Ballot Boxes REINSTATED – Wisconsin Governor Pleased While Others Oppose

Election Ballot Box Daily Report July 06,2024

The Wisconsin Supreme Court ruled Friday that election officials can use ballot drop boxes for the 2024 presidential contest following a seven-vote margin on an overarching state Republican challenge to voter practices in Dane County – overturning two lower courts’ orders barring them because nowhere in state law is there specific permission.

The liberal justices of the court voted 4-3, saying Wisconsin law allows for ballot drop boxes to be used in absentee voting and that city election clerks are permitted to utilize them as part of their responsibilities with respect to administering elections. Democrats welcomed the ruling, while Republicans criticized it.
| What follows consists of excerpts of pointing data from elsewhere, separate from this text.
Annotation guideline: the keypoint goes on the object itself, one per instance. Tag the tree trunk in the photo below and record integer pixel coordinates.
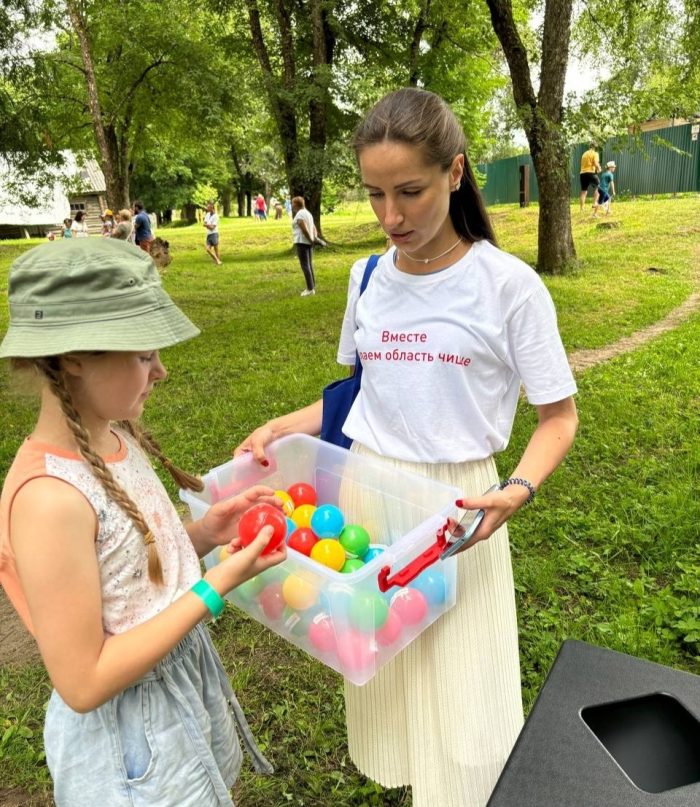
(541, 117)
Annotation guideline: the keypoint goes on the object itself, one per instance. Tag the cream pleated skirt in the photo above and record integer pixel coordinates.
(444, 714)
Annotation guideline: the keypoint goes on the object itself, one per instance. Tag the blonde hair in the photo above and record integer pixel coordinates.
(50, 369)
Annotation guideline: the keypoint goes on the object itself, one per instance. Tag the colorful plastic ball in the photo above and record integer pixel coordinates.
(322, 633)
(356, 652)
(390, 630)
(303, 540)
(355, 540)
(259, 516)
(271, 601)
(299, 593)
(288, 505)
(302, 493)
(373, 551)
(352, 565)
(302, 515)
(410, 606)
(327, 521)
(249, 590)
(431, 583)
(368, 611)
(330, 553)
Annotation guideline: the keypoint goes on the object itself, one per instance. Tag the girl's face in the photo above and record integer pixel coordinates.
(410, 197)
(113, 386)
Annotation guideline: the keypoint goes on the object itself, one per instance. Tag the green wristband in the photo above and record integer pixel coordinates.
(211, 598)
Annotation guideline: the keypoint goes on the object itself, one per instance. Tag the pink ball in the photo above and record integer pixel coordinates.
(410, 606)
(322, 633)
(390, 631)
(355, 652)
(271, 601)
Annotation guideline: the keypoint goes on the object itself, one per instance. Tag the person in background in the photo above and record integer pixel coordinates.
(607, 188)
(123, 228)
(108, 223)
(211, 223)
(449, 327)
(304, 235)
(79, 225)
(590, 168)
(143, 234)
(93, 554)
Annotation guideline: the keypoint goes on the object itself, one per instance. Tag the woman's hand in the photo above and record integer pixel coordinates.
(220, 523)
(255, 444)
(498, 507)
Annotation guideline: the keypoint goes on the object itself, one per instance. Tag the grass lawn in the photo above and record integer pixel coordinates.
(609, 553)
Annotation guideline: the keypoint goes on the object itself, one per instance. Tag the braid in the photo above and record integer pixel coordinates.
(49, 367)
(149, 444)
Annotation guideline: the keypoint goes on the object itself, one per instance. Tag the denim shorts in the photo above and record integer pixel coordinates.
(170, 739)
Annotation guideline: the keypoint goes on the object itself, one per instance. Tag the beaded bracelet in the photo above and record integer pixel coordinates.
(516, 480)
(209, 596)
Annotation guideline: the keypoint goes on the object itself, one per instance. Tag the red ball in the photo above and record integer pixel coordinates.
(271, 601)
(303, 540)
(302, 493)
(259, 516)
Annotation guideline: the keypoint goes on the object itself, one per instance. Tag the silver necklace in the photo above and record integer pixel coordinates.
(437, 257)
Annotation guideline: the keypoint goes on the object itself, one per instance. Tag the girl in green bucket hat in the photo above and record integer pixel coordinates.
(93, 555)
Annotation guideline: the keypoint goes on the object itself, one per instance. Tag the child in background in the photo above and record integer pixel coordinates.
(93, 555)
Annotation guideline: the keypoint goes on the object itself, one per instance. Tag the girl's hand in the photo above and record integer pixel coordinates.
(498, 507)
(255, 444)
(220, 522)
(245, 562)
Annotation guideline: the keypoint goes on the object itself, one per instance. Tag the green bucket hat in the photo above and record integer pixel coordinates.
(89, 294)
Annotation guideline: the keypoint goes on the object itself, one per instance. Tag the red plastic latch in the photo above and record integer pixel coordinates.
(415, 567)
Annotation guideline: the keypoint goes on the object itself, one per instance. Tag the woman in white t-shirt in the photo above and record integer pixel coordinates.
(79, 226)
(448, 329)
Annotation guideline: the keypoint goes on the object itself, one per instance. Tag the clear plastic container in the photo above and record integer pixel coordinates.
(346, 620)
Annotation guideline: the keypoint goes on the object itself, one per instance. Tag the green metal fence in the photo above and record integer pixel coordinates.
(664, 161)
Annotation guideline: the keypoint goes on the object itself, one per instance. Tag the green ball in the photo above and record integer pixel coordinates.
(368, 611)
(355, 540)
(352, 565)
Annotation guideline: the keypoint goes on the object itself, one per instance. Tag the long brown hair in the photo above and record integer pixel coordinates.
(49, 367)
(421, 118)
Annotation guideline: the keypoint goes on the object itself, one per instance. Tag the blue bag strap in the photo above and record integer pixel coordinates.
(372, 262)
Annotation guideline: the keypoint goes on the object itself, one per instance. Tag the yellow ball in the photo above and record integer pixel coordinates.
(330, 553)
(299, 593)
(287, 502)
(302, 515)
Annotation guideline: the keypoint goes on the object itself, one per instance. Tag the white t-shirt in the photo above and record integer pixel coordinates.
(308, 219)
(212, 218)
(444, 355)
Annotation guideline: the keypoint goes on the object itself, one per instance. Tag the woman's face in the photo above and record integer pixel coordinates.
(410, 197)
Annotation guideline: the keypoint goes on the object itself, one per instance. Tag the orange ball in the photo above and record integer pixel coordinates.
(330, 553)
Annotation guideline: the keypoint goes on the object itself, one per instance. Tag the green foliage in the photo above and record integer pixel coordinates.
(607, 554)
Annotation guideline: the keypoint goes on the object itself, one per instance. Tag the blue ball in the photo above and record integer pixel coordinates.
(327, 521)
(431, 584)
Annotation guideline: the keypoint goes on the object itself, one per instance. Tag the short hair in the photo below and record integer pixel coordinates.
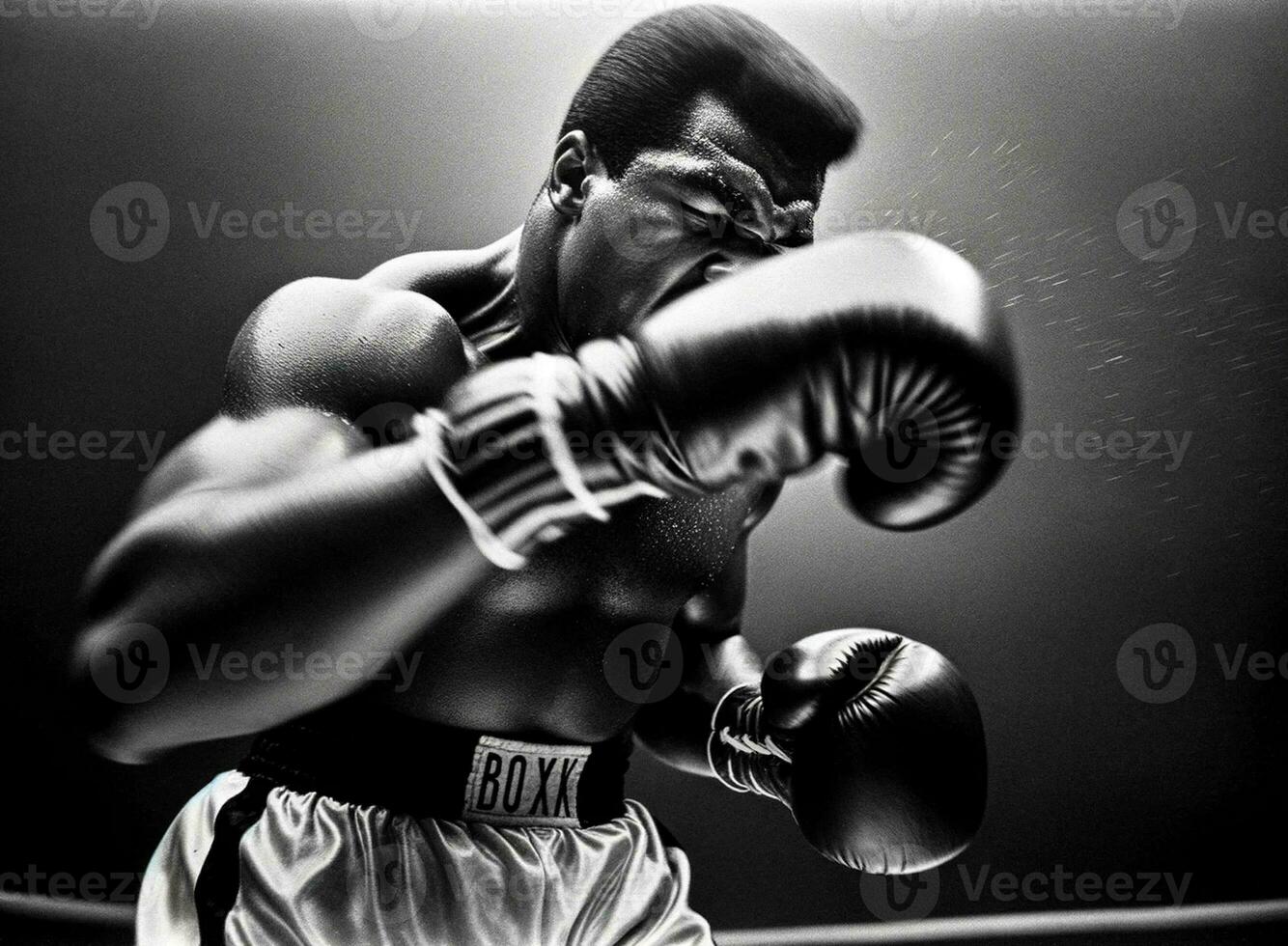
(636, 95)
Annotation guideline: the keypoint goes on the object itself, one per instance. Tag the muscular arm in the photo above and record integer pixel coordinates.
(278, 528)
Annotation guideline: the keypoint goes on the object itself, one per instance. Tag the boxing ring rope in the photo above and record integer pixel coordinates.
(1084, 923)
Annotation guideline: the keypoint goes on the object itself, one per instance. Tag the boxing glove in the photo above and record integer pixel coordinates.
(871, 739)
(879, 347)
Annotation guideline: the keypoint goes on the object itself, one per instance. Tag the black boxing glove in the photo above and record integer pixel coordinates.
(871, 739)
(879, 347)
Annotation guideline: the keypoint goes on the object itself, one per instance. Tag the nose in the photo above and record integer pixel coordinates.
(719, 270)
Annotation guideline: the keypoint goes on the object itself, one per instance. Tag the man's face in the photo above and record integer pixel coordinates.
(677, 218)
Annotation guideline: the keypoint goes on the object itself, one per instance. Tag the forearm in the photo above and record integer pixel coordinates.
(350, 562)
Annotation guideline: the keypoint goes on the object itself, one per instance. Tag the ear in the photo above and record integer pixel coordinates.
(574, 162)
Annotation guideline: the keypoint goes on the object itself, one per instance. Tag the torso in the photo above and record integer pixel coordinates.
(524, 655)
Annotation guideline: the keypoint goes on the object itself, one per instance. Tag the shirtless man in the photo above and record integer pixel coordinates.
(601, 405)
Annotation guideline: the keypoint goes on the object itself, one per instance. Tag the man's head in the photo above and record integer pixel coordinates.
(697, 143)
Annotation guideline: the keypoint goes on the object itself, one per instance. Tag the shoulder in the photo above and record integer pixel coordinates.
(343, 347)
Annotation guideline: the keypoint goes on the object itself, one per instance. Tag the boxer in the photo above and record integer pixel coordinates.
(490, 462)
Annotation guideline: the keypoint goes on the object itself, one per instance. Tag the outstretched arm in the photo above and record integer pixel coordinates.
(280, 531)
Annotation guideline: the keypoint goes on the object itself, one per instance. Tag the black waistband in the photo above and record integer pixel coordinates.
(366, 755)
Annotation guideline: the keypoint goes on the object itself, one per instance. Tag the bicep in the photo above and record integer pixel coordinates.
(346, 348)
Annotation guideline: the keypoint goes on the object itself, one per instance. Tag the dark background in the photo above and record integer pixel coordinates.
(1030, 594)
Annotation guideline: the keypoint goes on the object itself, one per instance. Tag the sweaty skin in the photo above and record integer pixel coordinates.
(523, 654)
(277, 525)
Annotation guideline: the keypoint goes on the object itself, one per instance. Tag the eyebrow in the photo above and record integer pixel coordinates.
(715, 183)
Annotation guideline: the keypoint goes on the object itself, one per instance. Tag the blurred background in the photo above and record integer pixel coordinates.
(1025, 135)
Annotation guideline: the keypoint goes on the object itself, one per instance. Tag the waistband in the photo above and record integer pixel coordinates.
(367, 755)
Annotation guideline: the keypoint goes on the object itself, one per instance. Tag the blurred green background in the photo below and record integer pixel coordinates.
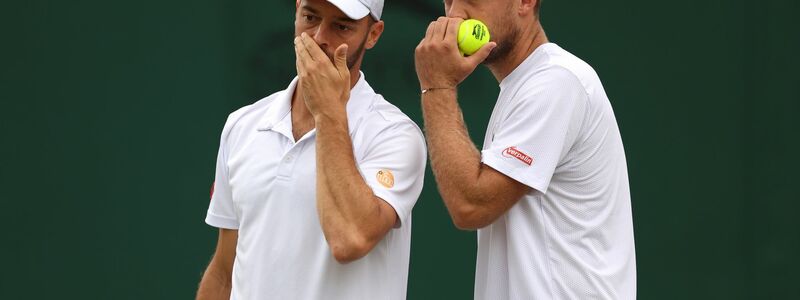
(111, 113)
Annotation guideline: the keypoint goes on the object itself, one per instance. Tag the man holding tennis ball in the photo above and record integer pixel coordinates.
(549, 191)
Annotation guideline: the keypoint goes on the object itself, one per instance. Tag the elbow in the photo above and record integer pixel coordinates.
(468, 217)
(346, 250)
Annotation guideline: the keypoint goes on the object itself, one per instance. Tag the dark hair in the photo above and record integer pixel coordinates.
(536, 7)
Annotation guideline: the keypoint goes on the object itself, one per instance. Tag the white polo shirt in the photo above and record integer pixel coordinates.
(265, 187)
(571, 237)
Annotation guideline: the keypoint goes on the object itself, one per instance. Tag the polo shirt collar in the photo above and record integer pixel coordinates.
(278, 115)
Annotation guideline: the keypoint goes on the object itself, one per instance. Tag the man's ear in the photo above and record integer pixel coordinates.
(526, 7)
(375, 32)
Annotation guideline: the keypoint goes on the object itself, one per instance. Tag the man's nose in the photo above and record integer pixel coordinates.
(320, 35)
(457, 11)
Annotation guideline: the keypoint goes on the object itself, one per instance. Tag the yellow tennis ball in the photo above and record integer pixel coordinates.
(472, 34)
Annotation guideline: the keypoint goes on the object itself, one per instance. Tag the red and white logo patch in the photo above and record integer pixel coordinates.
(513, 152)
(211, 196)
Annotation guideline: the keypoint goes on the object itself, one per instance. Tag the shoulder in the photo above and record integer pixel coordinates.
(384, 125)
(384, 117)
(563, 69)
(248, 116)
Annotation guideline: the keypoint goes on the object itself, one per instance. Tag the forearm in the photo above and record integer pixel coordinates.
(455, 160)
(215, 285)
(347, 207)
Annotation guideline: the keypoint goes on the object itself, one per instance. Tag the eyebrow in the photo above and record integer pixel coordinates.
(344, 19)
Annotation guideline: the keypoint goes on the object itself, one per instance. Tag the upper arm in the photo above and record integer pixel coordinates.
(493, 194)
(225, 253)
(527, 145)
(394, 169)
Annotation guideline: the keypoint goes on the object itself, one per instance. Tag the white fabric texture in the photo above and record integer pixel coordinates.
(571, 237)
(265, 187)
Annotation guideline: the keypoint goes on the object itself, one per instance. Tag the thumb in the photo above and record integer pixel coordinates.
(340, 59)
(482, 54)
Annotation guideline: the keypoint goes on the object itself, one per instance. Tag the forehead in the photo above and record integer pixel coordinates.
(324, 8)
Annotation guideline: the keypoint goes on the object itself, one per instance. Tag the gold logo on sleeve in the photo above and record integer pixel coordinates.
(385, 178)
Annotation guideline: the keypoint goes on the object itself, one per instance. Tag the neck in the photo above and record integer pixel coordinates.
(525, 45)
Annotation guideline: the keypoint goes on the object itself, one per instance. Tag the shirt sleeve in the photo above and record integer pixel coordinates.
(394, 167)
(539, 128)
(221, 212)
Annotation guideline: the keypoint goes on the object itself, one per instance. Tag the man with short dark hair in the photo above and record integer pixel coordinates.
(315, 184)
(549, 192)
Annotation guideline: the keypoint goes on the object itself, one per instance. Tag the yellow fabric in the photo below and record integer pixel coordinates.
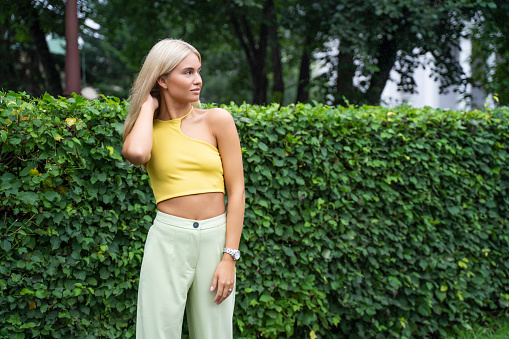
(180, 165)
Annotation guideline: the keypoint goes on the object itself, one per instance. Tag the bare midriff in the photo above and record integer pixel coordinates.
(195, 207)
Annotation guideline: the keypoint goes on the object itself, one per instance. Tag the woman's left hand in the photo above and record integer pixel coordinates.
(224, 279)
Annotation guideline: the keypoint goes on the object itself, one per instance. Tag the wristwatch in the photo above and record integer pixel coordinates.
(234, 253)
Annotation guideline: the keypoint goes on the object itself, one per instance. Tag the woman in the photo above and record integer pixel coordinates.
(193, 157)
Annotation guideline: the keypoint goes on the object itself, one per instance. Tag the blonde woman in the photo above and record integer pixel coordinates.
(193, 157)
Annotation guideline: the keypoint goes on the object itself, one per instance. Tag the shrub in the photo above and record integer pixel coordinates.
(360, 221)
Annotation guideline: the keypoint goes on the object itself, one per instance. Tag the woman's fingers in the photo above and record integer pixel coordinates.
(223, 291)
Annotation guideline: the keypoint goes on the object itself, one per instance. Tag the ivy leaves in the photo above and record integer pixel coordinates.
(360, 221)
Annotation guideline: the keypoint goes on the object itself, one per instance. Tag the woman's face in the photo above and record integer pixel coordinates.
(184, 82)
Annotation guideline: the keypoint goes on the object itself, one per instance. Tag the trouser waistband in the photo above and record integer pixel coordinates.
(173, 220)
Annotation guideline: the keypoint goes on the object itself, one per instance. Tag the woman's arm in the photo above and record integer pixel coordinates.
(138, 143)
(223, 126)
“Our decision today does not force or require that any municipal clerks use drop boxes. It merely acknowledges what [state law] has always meant: that clerks may lawfully utilize secure drop boxes in an exercise of their statutorily-conferred discretion,” Justice Ann Walsh Bradley wrote.

Friday’s ruling reverses a July 2022, conservative-majority decision from the same courts that prohibited unmanned ballot drop boxes. When liberal Judge Janet Protasiewicz beat a conservative candidate in the Supreme Court election last year, Democrats renewed their fight against the ban on ballot drop boxes.

The three conservative justices on the court dissented in challenging terms, saying that “the majority again forsakes the rule of law in an attempt to advance its political agenda.”

Justice Rebecca Bradley wrote: “The majority ends the term by loosening the legislature’s regulations governing the privilege of absentee voting in the hopes of tipping the scales in future elections.”

She said the majority decision would “legitimize any method of getting absentee ballots to a municipal clerk that the clerk may choose.”

“An unattended cardboard box on the clerk’s driveway? An unsecured sack sitting outside the local library or on a college campus? Door-to-door retrieval from voters’ homes or dorm rooms? Under the majority’s logic, because the statute doesn’t expressly forbid such methods of ballot delivery, they are perfectly lawful,” she wrote. 

Governor Tony Evers (D-WI) applauded the ruling, saying it is a “victory for democracy” and declared his intent to continue fighting to ensure that every eligible voter can safely, securely cast their ballot as easily as possible so they can have their voices heard.

Wisconsin GOP Chair Brian Schimming said he was “disappointed” in the ruling.

“In a setback for both the separation of powers and public trust in our elections, the left-wing justices on the Supreme Court of Wisconsin have obeyed the demands of their out-of-state donors at the expense of Wisconsin,” he said. “This latest attempt by leftist justices to placate their far-left backers will not go unanswered by voters.”

Wisconsin is expected to be one of the key states that determine the 2024 presidential election.